For reference, here is the test code:
using System; using System.Collections.Generic; using System.Diagnostics; using System.Runtime.CompilerServices; using System.Threading; namespace ThreadingTest { class Program { private static int PrimeMax = 500000; private static int TestRunCount = 800; static void Main(string[] args) { Console.WriteLine("Test | Threads | ThreadPool | Time"); Console.WriteLine("-----+---------+------------+--------"); RunTest(1, 1, false); RunTest(2, 4, true); RunTest(3, 40, true); RunTest(4, 4, false); RunTest(5, 40, false); Console.WriteLine("Done!"); Console.ReadLine(); } static void RunTest(int sequence, int threadCount, bool useThreadPool) { TimeSpan duration = Time(() => GeneratePrimes(threadCount, useThreadPool)); Console.WriteLine("{0} | {1} | {2} | {3}", sequence.ToString().PadRight(4), threadCount.ToString().PadRight(7), useThreadPool.ToString().PadRight(10), duration); } static TimeSpan Time(Action action) { Stopwatch sw = new Stopwatch(); sw.Start(); action(); sw.Stop(); return sw.Elapsed; } static void GeneratePrimes(int threadCount, bool useThreadPool) { if (threadCount == 1) { TestPrimes(TestRunCount); return; } int testsPerThread = TestRunCount / threadCount; int remaining = threadCount; using (ManualResetEvent finishedEvent = new ManualResetEvent(false)) { for (int i = 0; i < threadCount; i++) { Action testAction = () => { TestPrimes(testsPerThread); if (Interlocked.Decrement(ref remaining) == 0) { finishedEvent.Set(); } }; if (useThreadPool) { ThreadPool.QueueUserWorkItem(s => testAction()); } else { ThreadStart ts = new ThreadStart(testAction); Thread th = new Thread(ts); th.Start(); } } finishedEvent.WaitOne(); } } [MethodImpl(MethodImplOptions.NoOptimization)] static void IteratePrimes(IEnumerable<int> primes) { int count = 0; foreach (int prime in primes) { count++; } } static void TestPrimes(int testRuns) { for (int t = 0; t < testRuns; t++) { var primes = Primes.GenerateUpTo(PrimeMax); IteratePrimes(primes); } } } }
And here is the main generator:
using System; using System.Collections.Generic; using System.Linq; namespace ThreadingTest { public class Primes { public static IEnumerable<int> GenerateUpTo(int maxValue) { if (maxValue < 2) return Enumerable.Empty<int>(); bool[] primes = new bool[maxValue + 1]; for (int i = 2; i <= maxValue; i++) primes[i] = true; for (int i = 2; i < Math.Sqrt(maxValue + 1) + 1; i++) { if (primes[i]) { for (int j = i * i; j <= maxValue; j += i) primes[j] = false; } } return Enumerable.Range(2, maxValue - 1).Where(i => primes[i]); } } }
If you see any obvious flaws in the test, let me know.
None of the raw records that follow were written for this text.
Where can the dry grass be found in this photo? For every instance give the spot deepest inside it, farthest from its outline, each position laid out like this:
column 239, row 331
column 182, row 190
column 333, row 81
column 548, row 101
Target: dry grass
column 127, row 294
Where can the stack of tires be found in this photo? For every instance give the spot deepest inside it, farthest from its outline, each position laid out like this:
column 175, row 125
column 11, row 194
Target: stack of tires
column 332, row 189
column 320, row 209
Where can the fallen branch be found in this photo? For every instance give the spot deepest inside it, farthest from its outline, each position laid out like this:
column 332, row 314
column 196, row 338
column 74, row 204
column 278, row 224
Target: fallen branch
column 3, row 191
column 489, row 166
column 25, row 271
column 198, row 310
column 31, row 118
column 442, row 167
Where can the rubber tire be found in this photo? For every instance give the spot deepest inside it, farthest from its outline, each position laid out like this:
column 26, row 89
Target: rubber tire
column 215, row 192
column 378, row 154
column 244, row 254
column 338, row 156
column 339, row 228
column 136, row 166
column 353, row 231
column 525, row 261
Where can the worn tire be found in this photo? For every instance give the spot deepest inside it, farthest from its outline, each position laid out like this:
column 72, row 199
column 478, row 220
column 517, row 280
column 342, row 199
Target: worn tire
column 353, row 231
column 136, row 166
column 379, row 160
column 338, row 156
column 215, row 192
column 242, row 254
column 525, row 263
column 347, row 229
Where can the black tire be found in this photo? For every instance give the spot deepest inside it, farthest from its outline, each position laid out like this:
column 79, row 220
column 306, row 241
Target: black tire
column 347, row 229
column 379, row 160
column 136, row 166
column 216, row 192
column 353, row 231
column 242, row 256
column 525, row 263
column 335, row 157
Given any serious problems with the test itself, I think the results speak for themselves, and the message is clear:
Do not listen to anyone who makes overly broad and unqualified statements about how the performance of .NET or any other language / environment is โbadโ in any particular area, because they are probably talking about their ... back ends.